Is this just a long-winded attempt to justify my decision not to home-school, to make lofty excuses for the fact that my child is now in preschool whenever the doors are open? There is that urge, yes, because old habits are hard to break. If I had to sum up my affliction over the past few years it would be that dogmatism was doing me in. More and more frequently, however, I’m having "duh" moments when I realize that certain choices, like home-schooling, can be wonderful and rational and simply not for us, not at this moment in time. I reserve the right to change my mind, overnight if need be.

Another duh moment: At the same time that I applaud and remain in awe of moms who can spend whole days with multiple children, maybe getting a break every now and then, and still be quite sane and satisfied, I can also accept that I am not them but am still a good mother in my own right.

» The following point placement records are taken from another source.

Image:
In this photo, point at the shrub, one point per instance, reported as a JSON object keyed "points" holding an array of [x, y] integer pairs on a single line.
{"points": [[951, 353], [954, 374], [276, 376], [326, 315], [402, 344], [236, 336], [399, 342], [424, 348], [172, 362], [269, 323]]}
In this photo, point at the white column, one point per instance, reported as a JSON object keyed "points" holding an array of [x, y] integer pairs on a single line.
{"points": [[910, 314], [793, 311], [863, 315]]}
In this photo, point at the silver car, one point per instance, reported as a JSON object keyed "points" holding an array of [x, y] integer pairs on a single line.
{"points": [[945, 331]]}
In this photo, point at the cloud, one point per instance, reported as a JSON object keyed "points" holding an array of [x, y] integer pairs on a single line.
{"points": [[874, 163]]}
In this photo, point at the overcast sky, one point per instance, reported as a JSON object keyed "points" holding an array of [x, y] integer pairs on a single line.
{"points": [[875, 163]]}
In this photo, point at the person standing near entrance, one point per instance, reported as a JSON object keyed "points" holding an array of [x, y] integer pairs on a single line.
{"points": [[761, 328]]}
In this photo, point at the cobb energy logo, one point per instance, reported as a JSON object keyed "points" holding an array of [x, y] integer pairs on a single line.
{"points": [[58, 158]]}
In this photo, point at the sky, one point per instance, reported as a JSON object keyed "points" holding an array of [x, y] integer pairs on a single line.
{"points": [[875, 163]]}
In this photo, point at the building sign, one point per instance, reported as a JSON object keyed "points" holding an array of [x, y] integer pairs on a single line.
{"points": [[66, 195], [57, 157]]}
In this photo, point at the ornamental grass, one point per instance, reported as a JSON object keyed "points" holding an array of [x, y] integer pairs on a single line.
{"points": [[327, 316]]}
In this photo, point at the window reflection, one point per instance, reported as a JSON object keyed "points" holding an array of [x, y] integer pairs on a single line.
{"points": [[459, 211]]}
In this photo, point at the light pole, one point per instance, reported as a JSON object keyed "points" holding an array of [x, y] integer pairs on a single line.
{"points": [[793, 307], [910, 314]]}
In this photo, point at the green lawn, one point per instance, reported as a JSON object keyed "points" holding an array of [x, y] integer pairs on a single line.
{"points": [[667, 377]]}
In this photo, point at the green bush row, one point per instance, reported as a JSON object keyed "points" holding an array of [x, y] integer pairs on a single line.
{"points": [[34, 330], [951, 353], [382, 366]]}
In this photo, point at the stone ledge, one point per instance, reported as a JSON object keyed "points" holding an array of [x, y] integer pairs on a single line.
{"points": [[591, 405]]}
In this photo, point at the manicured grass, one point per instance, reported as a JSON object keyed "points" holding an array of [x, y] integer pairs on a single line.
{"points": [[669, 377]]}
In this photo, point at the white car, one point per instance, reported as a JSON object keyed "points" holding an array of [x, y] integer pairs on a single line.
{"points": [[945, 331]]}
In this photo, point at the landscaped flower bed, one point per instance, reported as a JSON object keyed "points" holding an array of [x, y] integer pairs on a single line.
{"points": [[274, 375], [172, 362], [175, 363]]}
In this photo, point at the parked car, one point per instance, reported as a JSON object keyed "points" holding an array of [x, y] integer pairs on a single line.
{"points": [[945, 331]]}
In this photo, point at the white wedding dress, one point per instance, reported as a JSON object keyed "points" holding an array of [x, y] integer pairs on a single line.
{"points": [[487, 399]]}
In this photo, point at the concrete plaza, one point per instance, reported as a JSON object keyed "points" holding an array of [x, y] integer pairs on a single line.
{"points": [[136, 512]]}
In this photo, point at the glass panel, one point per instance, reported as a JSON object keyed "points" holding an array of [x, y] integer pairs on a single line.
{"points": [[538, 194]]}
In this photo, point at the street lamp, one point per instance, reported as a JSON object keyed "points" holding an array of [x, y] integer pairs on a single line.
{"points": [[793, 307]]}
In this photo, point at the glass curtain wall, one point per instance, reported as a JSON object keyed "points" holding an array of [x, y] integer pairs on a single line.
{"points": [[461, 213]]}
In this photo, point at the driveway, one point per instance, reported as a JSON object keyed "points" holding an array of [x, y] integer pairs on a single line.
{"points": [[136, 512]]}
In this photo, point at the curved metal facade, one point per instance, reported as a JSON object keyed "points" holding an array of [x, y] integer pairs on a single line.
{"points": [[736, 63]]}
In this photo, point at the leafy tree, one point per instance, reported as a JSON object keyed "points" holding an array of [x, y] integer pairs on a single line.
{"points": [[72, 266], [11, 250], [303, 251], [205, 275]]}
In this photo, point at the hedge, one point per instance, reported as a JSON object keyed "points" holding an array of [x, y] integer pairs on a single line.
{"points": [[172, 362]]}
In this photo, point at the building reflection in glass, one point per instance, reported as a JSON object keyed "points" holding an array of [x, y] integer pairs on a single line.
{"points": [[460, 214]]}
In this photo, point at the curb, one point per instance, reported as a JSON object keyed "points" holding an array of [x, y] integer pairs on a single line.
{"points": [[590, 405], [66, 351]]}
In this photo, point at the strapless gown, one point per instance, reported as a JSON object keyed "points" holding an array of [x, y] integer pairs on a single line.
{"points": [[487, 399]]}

Taylor still prefers playing with me or with a friend, but she’s beginning to notice that wonderful things happen even when she plays alone. She invents games and songs, and regales us with unusual stories. In Taylor’s hands, a chip clip, a strawberry, and a Kleenex become characters in something akin to a Greek tragedy.

One thing she still won’t do without complaint is play alone with traditional toys. She’s had "fun" toys recommended to her, and been asked to "Please go play" so much, I think she objects to doing so now on principle.

As for me, I give Taylor credit for getting me out and about much more than I would if left to my own hermit-like devices. And there are those precious moments when I lose myself with her in a good book or in a game of Trouble (Candyland continues to be especially torturous). I am especially grateful, though, for times when we can just sit on the couch, cuddling and nothing, nothing else.

Deesha Philyaw Thomas is originally from Jacksonville, FL, but currently lives in Pittsburgh, PA. She writes short fiction and personal essays, but is also at work on a novel.